Problem
Hand-crafted prompts or loose user stories leave room for ambiguity; agents can wander, over-interpret, or produce code that conflicts with stakeholder intent.
Solution
Adopt a spec-first workflow in which a formal specification file (e.g., Markdown, OpenAPI, JSON Schema) is the agent's primary input and source of truth.
- Parse spec → agent builds an explicit task graph.
- Scaffold project structure & stub code straight from the spec.
- Enforce that every generated artifact links back to a spec clause.
- Iterate only by editing the spec, not by re-prompting ad-hoc.
if new_feature_requested:
write_spec(update)
agent.sync_with(spec)
Core Framework (SPEC/EXPOSURE/TASK DELTA):
- SPEC: Version-controlled markdown capturing intent and values
- EXPOSURE: What customers experience; spec is permanent, code is temporary
- TASK DELTA: Continuous loop evaluating SPEC ↔ PRODUCT to identify gaps
How to use it
Write specifications first (Markdown files in git), then let agents scaffold from them. Documentation IS the spec—write it before code.

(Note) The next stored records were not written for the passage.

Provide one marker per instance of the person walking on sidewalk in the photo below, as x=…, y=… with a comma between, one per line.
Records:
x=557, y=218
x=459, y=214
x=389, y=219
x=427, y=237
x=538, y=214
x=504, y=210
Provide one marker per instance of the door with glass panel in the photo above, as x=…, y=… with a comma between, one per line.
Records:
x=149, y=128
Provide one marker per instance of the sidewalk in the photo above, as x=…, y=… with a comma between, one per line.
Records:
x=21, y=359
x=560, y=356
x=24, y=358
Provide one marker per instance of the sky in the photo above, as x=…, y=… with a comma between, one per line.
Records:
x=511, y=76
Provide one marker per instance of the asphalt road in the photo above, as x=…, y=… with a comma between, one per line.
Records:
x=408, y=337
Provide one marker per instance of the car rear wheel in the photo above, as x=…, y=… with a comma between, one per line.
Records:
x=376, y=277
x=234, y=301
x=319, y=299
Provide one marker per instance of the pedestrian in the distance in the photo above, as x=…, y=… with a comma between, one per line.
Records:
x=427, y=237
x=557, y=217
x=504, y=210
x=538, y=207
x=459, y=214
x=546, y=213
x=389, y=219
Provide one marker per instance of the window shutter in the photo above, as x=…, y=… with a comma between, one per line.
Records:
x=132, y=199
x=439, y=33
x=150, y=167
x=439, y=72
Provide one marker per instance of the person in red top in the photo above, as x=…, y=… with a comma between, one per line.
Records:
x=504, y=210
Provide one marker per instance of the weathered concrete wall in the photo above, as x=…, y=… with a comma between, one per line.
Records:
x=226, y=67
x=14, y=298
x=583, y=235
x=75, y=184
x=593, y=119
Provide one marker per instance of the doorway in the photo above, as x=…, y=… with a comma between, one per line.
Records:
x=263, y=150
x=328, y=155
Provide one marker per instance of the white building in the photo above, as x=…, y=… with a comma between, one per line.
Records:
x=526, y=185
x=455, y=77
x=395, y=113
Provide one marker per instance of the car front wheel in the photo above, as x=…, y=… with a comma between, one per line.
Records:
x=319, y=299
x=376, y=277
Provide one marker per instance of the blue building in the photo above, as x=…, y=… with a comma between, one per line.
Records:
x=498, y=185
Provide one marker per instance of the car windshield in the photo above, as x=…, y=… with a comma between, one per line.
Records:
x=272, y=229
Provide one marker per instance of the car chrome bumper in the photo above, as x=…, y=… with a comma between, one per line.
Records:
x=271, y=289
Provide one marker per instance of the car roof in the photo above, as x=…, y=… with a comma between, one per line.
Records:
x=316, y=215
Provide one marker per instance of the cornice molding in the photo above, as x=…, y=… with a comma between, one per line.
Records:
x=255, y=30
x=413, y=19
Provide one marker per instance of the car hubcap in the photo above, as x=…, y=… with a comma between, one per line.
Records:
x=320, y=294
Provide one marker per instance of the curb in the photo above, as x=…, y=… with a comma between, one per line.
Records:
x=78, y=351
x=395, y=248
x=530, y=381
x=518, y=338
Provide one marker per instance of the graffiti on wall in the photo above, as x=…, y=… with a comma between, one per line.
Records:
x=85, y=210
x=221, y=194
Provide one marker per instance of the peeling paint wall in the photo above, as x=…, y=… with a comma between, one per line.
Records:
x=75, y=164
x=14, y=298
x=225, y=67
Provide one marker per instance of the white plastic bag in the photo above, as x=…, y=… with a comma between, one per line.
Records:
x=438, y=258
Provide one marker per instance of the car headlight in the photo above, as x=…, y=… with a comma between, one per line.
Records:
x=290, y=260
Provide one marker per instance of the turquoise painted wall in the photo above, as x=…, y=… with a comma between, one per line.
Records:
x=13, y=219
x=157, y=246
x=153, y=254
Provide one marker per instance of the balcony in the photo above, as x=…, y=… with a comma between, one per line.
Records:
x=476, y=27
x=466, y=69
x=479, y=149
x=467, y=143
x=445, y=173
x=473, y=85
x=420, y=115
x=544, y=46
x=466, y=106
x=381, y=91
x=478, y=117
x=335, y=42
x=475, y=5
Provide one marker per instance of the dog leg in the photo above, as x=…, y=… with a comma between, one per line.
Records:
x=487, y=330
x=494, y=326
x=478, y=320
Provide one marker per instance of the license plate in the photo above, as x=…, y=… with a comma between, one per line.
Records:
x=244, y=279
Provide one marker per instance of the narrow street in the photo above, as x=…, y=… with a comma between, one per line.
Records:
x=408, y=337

Use tiered review: AI for patterns, humans for logic. Parallelize via git worktrees or multiple agents coordinating through shared spec files.
Pitfalls: coarse or under-specified requirements still propagate errors.
Trade-offs
- Pros: repeatable, audit-friendly, easy diffing.
- Cons: up-front spec writing effort; initial ramp-up for teams new to spec formats.
References
- Primary source: http://jorypestorious.com/blog/ai-engineer-spec/ (AI Engineer World's Fair 2025)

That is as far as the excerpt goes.